Taylor Swift is pretty saccharine. She’s blonde and pleasant and perfectly preened for the media. She has delightful country roots, sells herself as an open book to her fans, has an adorable Instagram filled with adorable cats. She is, by all accounts, tolerable. But then, then she released 1989. And now everyone should be confused.
It’s not that 1989 is a good album, one with the sweeping and grand intentions. There is no philosophy espoused here, no blurring of genres, no true experimentalism. But it is perhaps the best pop offering of 2014. Heck, even 2013. (That depends, of course, if you call Yeezus pop.) In fact, nearly every song on the album could be a single. On a second or third listen, the only thing that gets tiring is the sheer catchiness of the entire production. Her hooks are flawless. Here songwriting is intelligent. Every time she channels a breathy, sensual voice, she then doubles down on showing off how capable she is at hitting high notes. Furthermore, critics are going nuts; John Caramanica’s NYT write-up is pretty thrilled, as is Rolling Stone’s Rob Sheffield (amongst many, many others). By all accounts, it’s a hit.
What makes 1989 a real success, a true pop standard, is how totally cohesive it is. Each song fits together, and there is a total story told. Her title is not just the year she was born, but also her main inspiration. Ditching her guitar, she employs grandiose electronics, spacious sounding vocals, taking a page right out of, say, a John Hughes movie or the blonde iteration of the Pet Shop Boys. Readers are going to chuck rotten fruit in our direction, but this album is much more akin to Robyn’s Body Talk than anything that comes out of camp Katy or Miley. (In fact, it is like Body Talk for swooning teenagers instead of world-weary clubgoers.)
“How You Get The Girl” is perhaps the most familiar-feeling Taylor song, and surprisingly not the lead single. It matches new Taylor with the old, pairing her guitar with smashing beats and a sing-along ready chorus. We have all heard “Shake It Off,” which is honestly one of the weaker songs on the album, a tune without the dramatic, heart-holding that permeates all of 1989. Another shout-out to the old is in the bedtime ballad “This Love,” which still has driving electronics giving it a bit of non-Taylor edge.

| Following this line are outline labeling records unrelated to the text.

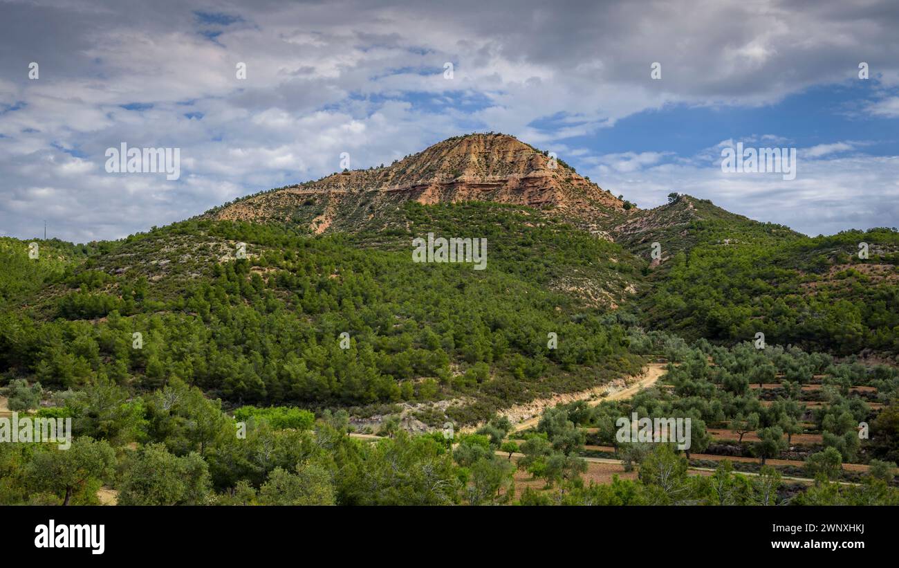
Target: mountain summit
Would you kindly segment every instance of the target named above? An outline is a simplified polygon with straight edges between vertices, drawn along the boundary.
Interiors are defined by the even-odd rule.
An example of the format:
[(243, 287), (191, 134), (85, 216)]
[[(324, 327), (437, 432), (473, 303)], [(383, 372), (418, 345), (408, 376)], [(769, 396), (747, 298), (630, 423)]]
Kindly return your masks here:
[(563, 160), (514, 137), (490, 133), (448, 138), (388, 166), (257, 193), (204, 217), (299, 223), (320, 234), (389, 225), (391, 212), (410, 200), (527, 205), (588, 225), (625, 207)]

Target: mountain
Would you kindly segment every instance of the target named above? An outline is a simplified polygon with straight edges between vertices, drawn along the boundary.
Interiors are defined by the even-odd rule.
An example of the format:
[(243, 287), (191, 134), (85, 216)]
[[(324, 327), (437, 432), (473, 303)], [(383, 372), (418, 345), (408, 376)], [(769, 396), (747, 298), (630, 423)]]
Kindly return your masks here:
[[(486, 239), (486, 270), (415, 262), (429, 233)], [(178, 379), (227, 405), (434, 426), (636, 372), (681, 338), (899, 352), (895, 230), (809, 238), (689, 195), (642, 210), (503, 135), (117, 242), (39, 244), (31, 262), (0, 243), (0, 372), (53, 389)]]
[(404, 202), (524, 205), (583, 226), (621, 213), (626, 204), (553, 159), (503, 134), (470, 134), (439, 142), (387, 166), (334, 173), (257, 193), (204, 218), (280, 222), (315, 234), (396, 226)]

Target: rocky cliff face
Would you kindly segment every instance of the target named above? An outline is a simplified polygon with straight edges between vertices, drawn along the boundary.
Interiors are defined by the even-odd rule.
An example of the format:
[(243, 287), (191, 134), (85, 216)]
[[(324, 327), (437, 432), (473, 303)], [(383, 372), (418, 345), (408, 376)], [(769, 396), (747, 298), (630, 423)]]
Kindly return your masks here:
[(388, 225), (390, 211), (408, 200), (527, 205), (585, 225), (624, 212), (621, 200), (563, 161), (511, 136), (473, 134), (443, 140), (389, 166), (259, 193), (206, 216), (296, 222), (323, 233)]

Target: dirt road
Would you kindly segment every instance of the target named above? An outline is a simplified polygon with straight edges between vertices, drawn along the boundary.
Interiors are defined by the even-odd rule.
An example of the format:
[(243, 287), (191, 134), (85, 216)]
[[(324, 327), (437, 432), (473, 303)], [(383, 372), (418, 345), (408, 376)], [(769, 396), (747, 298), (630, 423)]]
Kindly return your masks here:
[[(650, 386), (654, 385), (656, 381), (658, 381), (665, 374), (666, 367), (668, 367), (668, 363), (649, 363), (648, 365), (643, 368), (643, 373), (641, 375), (630, 377), (637, 379), (636, 382), (634, 383), (633, 385), (630, 385), (629, 386), (626, 386), (625, 388), (621, 388), (612, 392), (610, 392), (608, 388), (605, 388), (604, 391), (608, 393), (605, 396), (591, 400), (589, 401), (588, 404), (591, 406), (595, 406), (604, 400), (628, 399), (634, 395), (640, 392), (641, 390), (645, 388), (649, 388)], [(602, 391), (603, 389), (601, 387), (600, 392)], [(574, 393), (573, 396), (571, 397), (571, 400), (567, 402), (586, 400), (588, 398), (595, 396), (598, 393), (596, 388), (582, 391), (580, 393)], [(544, 400), (552, 400), (552, 399), (544, 399)], [(543, 412), (543, 409), (548, 408), (550, 406), (555, 406), (555, 403), (553, 404), (547, 404), (543, 406), (540, 409), (540, 412), (538, 413), (535, 416), (532, 416), (527, 420), (524, 420), (515, 424), (512, 427), (512, 433), (520, 432), (522, 430), (527, 430), (529, 428), (533, 428), (534, 426), (537, 426), (537, 424), (540, 422), (540, 413)]]

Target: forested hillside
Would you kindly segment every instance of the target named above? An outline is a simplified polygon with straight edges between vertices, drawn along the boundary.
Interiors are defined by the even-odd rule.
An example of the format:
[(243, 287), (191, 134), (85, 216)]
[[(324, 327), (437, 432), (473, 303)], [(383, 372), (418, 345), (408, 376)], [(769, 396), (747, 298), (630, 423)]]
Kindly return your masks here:
[[(484, 270), (416, 262), (429, 235), (483, 239)], [(116, 242), (36, 242), (0, 239), (0, 417), (76, 438), (0, 444), (3, 503), (899, 502), (895, 229), (812, 238), (677, 194), (641, 210), (478, 135)], [(664, 385), (602, 400), (647, 365)], [(543, 417), (520, 432), (513, 411)], [(619, 448), (629, 413), (690, 417), (709, 454)], [(639, 476), (586, 483), (610, 456)], [(790, 463), (738, 461), (749, 479), (723, 457)], [(672, 468), (677, 494), (652, 475)]]

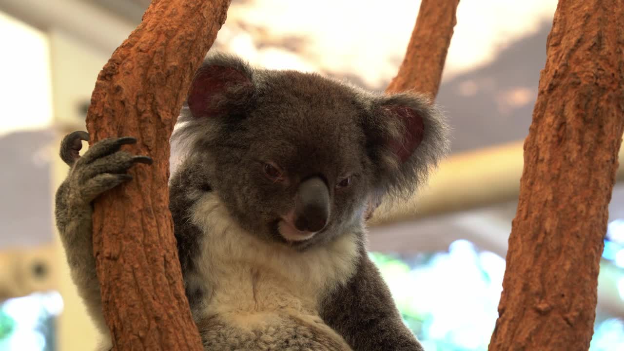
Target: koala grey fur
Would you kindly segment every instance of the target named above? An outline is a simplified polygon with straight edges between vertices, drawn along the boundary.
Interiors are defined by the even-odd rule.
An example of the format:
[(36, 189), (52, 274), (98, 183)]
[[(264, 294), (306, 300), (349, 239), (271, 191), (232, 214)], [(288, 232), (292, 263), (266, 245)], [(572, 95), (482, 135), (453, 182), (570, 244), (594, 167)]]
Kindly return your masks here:
[[(314, 74), (210, 54), (172, 140), (184, 151), (170, 209), (205, 349), (420, 350), (366, 250), (371, 199), (401, 198), (448, 149), (422, 96), (383, 94)], [(130, 179), (132, 138), (67, 136), (57, 225), (88, 310), (105, 334), (91, 202)], [(75, 161), (75, 162), (74, 162)]]

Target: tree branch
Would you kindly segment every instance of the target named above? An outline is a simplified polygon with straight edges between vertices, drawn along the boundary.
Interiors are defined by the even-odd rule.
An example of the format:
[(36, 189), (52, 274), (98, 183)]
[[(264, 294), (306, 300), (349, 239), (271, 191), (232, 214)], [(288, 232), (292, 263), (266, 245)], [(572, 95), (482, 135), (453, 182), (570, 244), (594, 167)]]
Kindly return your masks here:
[(168, 208), (169, 138), (230, 2), (154, 0), (97, 77), (87, 116), (90, 142), (134, 136), (132, 151), (154, 159), (95, 203), (94, 250), (115, 349), (203, 350)]
[(459, 4), (459, 0), (422, 0), (403, 63), (386, 91), (413, 90), (436, 97)]
[(624, 4), (560, 0), (490, 351), (587, 351), (624, 130)]
[[(399, 72), (386, 89), (389, 93), (405, 91), (437, 95), (446, 53), (457, 23), (459, 0), (422, 0), (416, 24)], [(370, 219), (381, 204), (378, 198), (369, 203), (366, 218)]]

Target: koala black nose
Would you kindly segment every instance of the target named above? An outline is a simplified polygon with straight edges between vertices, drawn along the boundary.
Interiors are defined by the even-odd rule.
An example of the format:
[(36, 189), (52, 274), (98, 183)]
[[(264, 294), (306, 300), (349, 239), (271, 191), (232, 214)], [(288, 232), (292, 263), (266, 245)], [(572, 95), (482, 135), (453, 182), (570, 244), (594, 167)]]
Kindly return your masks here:
[(318, 232), (329, 219), (329, 190), (319, 177), (310, 178), (299, 185), (295, 209), (295, 227), (304, 232)]

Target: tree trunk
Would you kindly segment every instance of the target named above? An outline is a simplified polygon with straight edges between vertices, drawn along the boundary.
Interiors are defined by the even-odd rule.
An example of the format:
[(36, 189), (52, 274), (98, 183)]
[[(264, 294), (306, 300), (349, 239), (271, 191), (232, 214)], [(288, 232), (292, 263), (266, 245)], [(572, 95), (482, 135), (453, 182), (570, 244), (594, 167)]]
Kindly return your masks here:
[(386, 91), (437, 95), (459, 0), (422, 0), (403, 63)]
[(624, 129), (623, 27), (622, 0), (559, 1), (490, 351), (589, 348)]
[[(436, 98), (457, 22), (455, 13), (459, 4), (459, 0), (422, 1), (405, 58), (386, 92), (411, 91), (426, 94), (432, 100)], [(373, 217), (381, 200), (369, 203), (367, 220)]]
[(154, 160), (95, 203), (94, 250), (115, 349), (203, 350), (168, 207), (169, 138), (230, 2), (154, 0), (97, 77), (87, 116), (90, 142), (135, 137), (132, 151)]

But it is when Taylor becomes unrecognizable, assuming a pop mantle she was apparently working torwards, where the album reaches its truest potential. Songs like “Wonderland” are defiantly loud and gun straight for the Haus of Rihanna (the “eh, eh, eh” is certainly reminiscent of “umbrella-ah-ah-ah”) but there is no send-up to hip-hop here. This is Taylor Swift doing her interpretation of pop straight out of the ’80s — moodiness, drama, feelings, and all. (In fact, “Clean,” she calls on Imogen Heap to almost do a Wilson Phillips thing.) It is clear: This is not a former country star trying her hand at pop. This is a former country outsider showing what happens when epic dance music becomes earnest.
“You can’t see it in my face, but I’m about to play my ace,” she says, in “Wonderland.” There is no naive country girl, here.